Background information
- Born: Malo Brisout August 3, 1993 (age 32) Morristown, New Jersey, U.S.
- Genres: Deep house; tropical house; indie dance;
- Occupations: DJ; record producer; songwriter;
- Years active: 2011–present
- Label: Arista France
- Website: tezcadey.com

= Tez Cadey =

Malo Brisout de Barneville (born August 3, 1993), better known by his stage name Tez Cadey, is a French American DJ, record producer and songwriter. He is most known for his single "Seve" released in 2015.

==Career==
Born in Morristown, New Jersey to a French father and a Cambodian mother, Brisout began playing music early in his youth, first on the piano, then the guitar. He grew up to the music his parents listened to, including bands like New Order or Inner City. When he was sixteen he began composing and posting online his remixes and productions.

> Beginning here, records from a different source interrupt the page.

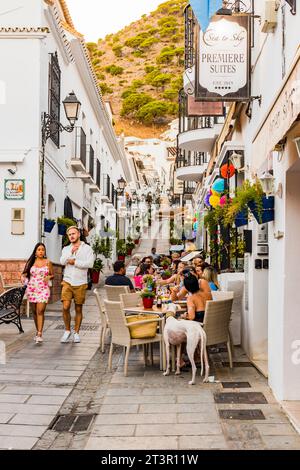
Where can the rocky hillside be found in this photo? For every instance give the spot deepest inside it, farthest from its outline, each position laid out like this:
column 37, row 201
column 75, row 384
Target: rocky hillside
column 140, row 70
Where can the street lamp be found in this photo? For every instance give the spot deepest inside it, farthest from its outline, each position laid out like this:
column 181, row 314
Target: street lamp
column 50, row 126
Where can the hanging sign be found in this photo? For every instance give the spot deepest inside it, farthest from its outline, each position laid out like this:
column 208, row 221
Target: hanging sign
column 223, row 68
column 14, row 189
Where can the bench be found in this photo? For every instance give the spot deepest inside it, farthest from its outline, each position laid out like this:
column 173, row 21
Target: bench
column 10, row 304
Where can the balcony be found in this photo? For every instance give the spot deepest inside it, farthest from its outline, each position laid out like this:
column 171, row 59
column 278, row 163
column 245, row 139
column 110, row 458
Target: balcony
column 190, row 166
column 189, row 189
column 78, row 161
column 199, row 133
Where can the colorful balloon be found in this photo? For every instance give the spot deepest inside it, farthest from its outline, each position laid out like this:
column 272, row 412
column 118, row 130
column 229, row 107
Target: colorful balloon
column 219, row 185
column 214, row 201
column 227, row 171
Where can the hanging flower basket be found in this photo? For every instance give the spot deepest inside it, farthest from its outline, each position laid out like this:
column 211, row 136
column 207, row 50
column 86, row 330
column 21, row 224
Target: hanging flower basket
column 241, row 219
column 48, row 225
column 267, row 214
column 62, row 229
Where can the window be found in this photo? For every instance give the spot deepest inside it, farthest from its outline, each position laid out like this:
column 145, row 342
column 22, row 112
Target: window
column 54, row 94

In 2014, he released his EP "Seve" independently. It received such popular attention that the EP was taken down and the song re-released with Ultra Music in 2015. "Seve" has since then reached more than 300 million streams worldwide.

==Discography==
=== Albums ===
- 2015 : Walls EP

- 2018 : Lizard Days

- 2021 : No Place I Call Home

===Singles===

| Year | Title | Peak chart positions |  |  |  |  |  |  |  |  |
| FRA | BEL | SWE |
| 2015 | "Seve" | 110 | 41 | 74 |
| 2016 | "Walls" feat. Julia Church [Summer Mix] | — | — | — |
| 2017 | "Ivory" feat. Patawawa | — | — | — |
"—" denotes a recording that did not chart or was not released in that territory.